Manche wählen es bewusst. Am Anfang meiner Rückschulung war ich sehr erstaunt, als ich einige Leute auf ihren umgeschulten Zustand angesprochen habe (in Rückschulung befindliche Linkshänder haben die Angewohntheit, den Handgebrauch anderer Menschen zu bemerken, ob sie es wollen oder nicht) und die Antwort erhalten habe: „Ja, ich weiß. Na und?“
Sie haben es sich eben mit der Lüge eingerichtet. Wie Menschen, die in einer unzufriedenstellenden Beziehung bleiben, weil sie es nicht ertragen können, alleine zu sein. Die Ungewissheit, die daraus resultiert, ist zu schmerzhaft. Es folgen Veränderungen und Zweifel, und von beidem hat ein ULH auch ohne den riesig erscheinenden Schritt „Rückschulung“ mehr als genug.

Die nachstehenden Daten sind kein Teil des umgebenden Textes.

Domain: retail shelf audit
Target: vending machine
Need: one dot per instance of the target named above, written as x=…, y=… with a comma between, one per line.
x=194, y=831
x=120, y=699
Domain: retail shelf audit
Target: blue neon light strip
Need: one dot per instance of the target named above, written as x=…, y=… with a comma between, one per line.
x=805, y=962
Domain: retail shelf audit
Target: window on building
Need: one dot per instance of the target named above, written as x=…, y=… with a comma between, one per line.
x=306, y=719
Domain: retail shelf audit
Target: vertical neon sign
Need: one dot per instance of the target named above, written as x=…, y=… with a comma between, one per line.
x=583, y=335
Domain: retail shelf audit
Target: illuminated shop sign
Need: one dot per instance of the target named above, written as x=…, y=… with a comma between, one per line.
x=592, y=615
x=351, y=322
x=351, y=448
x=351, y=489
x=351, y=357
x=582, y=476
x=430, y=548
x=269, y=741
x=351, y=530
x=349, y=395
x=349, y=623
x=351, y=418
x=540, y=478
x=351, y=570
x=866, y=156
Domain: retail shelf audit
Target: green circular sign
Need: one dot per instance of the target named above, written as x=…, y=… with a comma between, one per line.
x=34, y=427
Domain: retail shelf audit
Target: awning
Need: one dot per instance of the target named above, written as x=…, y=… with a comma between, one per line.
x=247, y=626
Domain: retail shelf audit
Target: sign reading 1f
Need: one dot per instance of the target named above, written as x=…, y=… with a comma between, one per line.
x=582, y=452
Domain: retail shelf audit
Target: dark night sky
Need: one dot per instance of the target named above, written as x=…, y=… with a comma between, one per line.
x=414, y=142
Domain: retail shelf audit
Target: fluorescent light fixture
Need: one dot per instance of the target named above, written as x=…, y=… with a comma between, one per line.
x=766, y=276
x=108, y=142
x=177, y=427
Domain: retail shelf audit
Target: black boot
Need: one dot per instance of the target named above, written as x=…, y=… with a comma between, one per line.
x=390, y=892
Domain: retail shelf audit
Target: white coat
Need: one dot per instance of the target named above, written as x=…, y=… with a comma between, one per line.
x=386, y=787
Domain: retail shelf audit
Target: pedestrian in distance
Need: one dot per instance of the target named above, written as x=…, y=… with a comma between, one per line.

Sich selbst auf die linke Hand ‚zurück’ oder besser gesagt neu zu besinnen, ist tatsächlich eine große Sache. Man fühlt sich wie ein Kind, man hat Angst, dass andere etwas bemerken. Das sowieso schon schwach ausgeprägte Selbstbewusstsein schleudert einem alle Zweifel entgegen, mit denen es aufkommen kann. Wer durch diesen Prozess hindurch geht, wird zum ersten Mal in seinem Leben merken, was es heißt, sich selbst treu zu sein. So schwer das auch ist, irgendwann ist man stolz auf sich. Und man kann gar nicht mehr zurück, fragt sich, wie man es überhaupt so lange mit der Lüge ausgehalten hat.
Als ULH ist es leicht, Unzufriedenheit zu akzeptieren und sich einzureden, irgendwann findet man schon etwas, was einen erlöst (Traumprinz oder Prinzessin, unerwarteter Reichtum, etc). Man hat immer das Gefühl, irgendwas muss das Leben doch noch für mich bereit haben. Das stimmt. Mehr noch, das Leben hält es dir unter die Nase. Nur annehmen, das kann dem ULH (und allen anderen) niemand abnehmen.